Perhaps the closest contemporary analogy to the fall of Communism is the democratic movement that is challenging the Islamic Republic of Iran. It has deep social and intellectual roots, a growing mass following, and an enemy state with a hollowed-out ideology. But, unlike the East German soldiers and the Stasi agents, the Revolutionary Guards and the Basij militia are ready to kill. Behind President Mahmoud Ahmedinejad and Supreme Leader Ali Khamenei, there is no restraining figure like Gorbachev. Iranians will have to find their own way to the fulfillment of their democratic desires. And yet the fact that the nearest counterparts to the thinkers and activists of 1989 are to be found in a non-Western, Muslim country exposes another false lesson of that year: that such things are for Westerners only, that “they” don’t want what “we” want.

A recent Pew poll shows that Germans, Czechs, and Poles remain relatively enthusiastic about democracy and capitalism; Hungarians, Bulgarians, and Lithuanians less so. Former East Germans’ hopes of achieving the living standards of their Western countrymen have not been fulfilled, and the inevitable disappointments have muted anniversary celebrations. Last month in Dresden, a retired schoolteacher acknowledged the pining of some East Germans for their simpler, cozier former lives under state socialism. There’s even a neologism for it: Ostalgie. But, the teacher said, “What matters is that I can talk with an American journalist without going to jail, that I can travel without filling out forms, that I can read what I want to read, that I’m not told what TV station I can watch and not watch, that at school I don’t have to say something that I don’t say in private at home. This is what is decisive to me today.”

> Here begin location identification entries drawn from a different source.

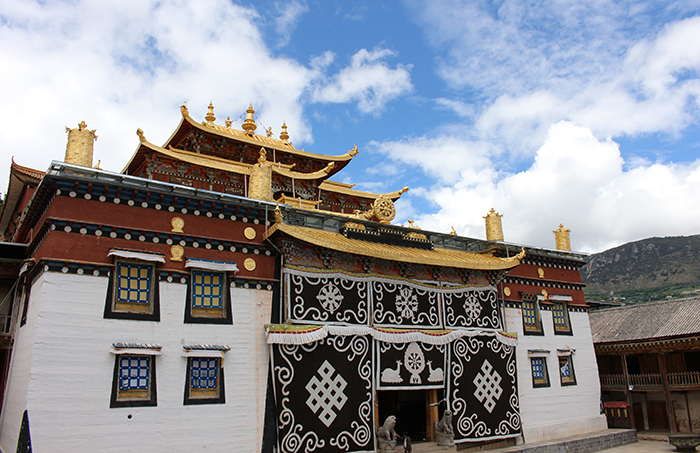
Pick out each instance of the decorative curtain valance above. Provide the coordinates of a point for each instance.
(305, 334)
(143, 256)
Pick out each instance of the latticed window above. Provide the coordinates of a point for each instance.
(204, 381)
(133, 283)
(531, 317)
(566, 370)
(207, 290)
(560, 314)
(540, 377)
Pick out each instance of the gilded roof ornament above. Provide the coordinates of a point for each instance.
(249, 124)
(284, 136)
(210, 114)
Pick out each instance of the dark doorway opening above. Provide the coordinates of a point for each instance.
(409, 407)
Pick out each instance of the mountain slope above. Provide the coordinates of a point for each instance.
(650, 269)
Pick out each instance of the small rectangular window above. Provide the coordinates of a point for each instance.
(566, 370)
(133, 292)
(532, 324)
(204, 381)
(560, 315)
(134, 381)
(540, 376)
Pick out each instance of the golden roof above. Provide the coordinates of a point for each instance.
(436, 257)
(255, 139)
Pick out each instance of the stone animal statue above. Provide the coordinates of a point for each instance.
(444, 433)
(386, 435)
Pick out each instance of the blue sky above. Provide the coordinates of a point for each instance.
(581, 113)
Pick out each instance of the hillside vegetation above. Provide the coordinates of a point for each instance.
(646, 270)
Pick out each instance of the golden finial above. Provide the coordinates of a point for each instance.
(562, 238)
(249, 123)
(210, 114)
(284, 136)
(494, 227)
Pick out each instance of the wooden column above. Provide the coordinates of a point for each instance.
(667, 392)
(431, 414)
(628, 393)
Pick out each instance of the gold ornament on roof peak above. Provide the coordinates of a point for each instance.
(562, 239)
(210, 114)
(284, 136)
(249, 124)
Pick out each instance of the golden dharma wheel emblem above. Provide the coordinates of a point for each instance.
(249, 264)
(384, 209)
(249, 233)
(176, 253)
(178, 224)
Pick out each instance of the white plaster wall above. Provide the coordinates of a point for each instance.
(69, 390)
(15, 401)
(557, 411)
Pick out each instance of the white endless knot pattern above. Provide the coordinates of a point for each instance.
(406, 303)
(330, 297)
(472, 307)
(488, 390)
(327, 393)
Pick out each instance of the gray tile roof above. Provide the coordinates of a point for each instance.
(662, 319)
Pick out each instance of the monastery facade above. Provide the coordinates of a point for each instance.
(221, 292)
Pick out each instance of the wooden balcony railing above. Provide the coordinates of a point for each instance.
(690, 378)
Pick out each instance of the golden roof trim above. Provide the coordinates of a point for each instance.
(347, 189)
(261, 140)
(436, 257)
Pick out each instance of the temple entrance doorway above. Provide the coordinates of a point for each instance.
(409, 407)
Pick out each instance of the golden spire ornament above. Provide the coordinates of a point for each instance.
(284, 136)
(249, 123)
(210, 114)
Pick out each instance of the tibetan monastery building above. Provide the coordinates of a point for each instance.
(223, 293)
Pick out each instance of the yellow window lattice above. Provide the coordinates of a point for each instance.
(133, 283)
(207, 290)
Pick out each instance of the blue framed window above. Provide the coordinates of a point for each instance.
(566, 370)
(204, 384)
(532, 324)
(560, 314)
(134, 381)
(540, 376)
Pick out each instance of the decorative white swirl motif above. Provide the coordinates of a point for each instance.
(488, 389)
(330, 297)
(326, 393)
(406, 303)
(465, 308)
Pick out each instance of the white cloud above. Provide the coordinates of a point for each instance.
(124, 64)
(578, 180)
(288, 14)
(368, 80)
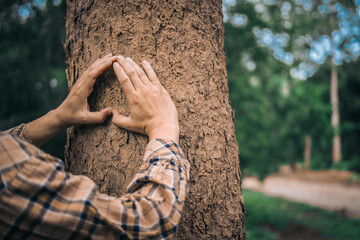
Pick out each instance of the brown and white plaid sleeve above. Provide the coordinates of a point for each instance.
(39, 200)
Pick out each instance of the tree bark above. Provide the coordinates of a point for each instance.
(335, 117)
(307, 152)
(184, 41)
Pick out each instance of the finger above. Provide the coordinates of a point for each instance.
(131, 72)
(139, 71)
(150, 73)
(121, 120)
(124, 80)
(107, 55)
(97, 117)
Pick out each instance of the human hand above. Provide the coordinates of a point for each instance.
(75, 108)
(152, 112)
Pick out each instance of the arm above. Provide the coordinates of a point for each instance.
(66, 206)
(74, 110)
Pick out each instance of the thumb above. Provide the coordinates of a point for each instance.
(97, 117)
(121, 120)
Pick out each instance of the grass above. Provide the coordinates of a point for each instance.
(268, 216)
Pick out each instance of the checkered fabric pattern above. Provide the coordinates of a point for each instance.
(40, 200)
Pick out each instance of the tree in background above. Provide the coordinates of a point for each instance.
(293, 33)
(32, 66)
(184, 41)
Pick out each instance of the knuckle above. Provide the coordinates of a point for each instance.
(124, 79)
(142, 74)
(132, 72)
(91, 73)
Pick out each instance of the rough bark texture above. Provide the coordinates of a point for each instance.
(184, 41)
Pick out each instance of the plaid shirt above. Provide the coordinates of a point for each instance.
(39, 200)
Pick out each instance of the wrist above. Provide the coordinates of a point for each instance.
(57, 120)
(170, 132)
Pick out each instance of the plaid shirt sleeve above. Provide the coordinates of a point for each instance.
(39, 200)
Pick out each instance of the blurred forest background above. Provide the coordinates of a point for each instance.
(280, 55)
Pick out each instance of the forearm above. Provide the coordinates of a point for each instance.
(44, 128)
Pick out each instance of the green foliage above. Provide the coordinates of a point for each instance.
(274, 111)
(265, 213)
(31, 56)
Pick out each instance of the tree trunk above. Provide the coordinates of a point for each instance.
(335, 117)
(307, 151)
(184, 41)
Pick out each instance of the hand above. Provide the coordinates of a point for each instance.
(75, 109)
(152, 112)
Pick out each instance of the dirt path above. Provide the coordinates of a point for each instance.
(325, 189)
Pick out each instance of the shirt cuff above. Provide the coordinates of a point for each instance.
(164, 164)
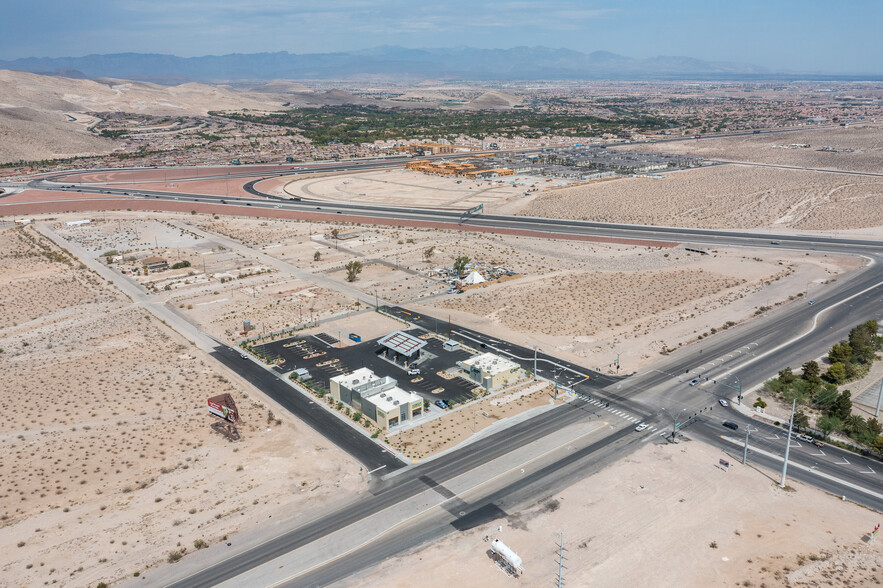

Twenty years after the revolutions of 1989, Europe’s bitter half century of armed division is the object of profitable kitsch. At Checkpoint Charlie, in central Berlin, where an East German guard opened the gate at 11:17 P.M. that November 9th, you can now pay a euro to pose with hucksters wearing Soviet, British, French, and American uniforms. Neighborhoods that used to be separated by the wall have become hotbeds of the art scene, the gay scene, and the club scene. Meanwhile, Germans widely regarded the recent election campaign, in which fundamental issues were avoided, as a snooze. Berlin will never again be the hair-trigger focus of global ideological conflict, and Europe’s place at the center of modern history is over. This proves not the failure of 1989 but, rather, its astounding success. No one is prepared to die for European unity, and no one will have to.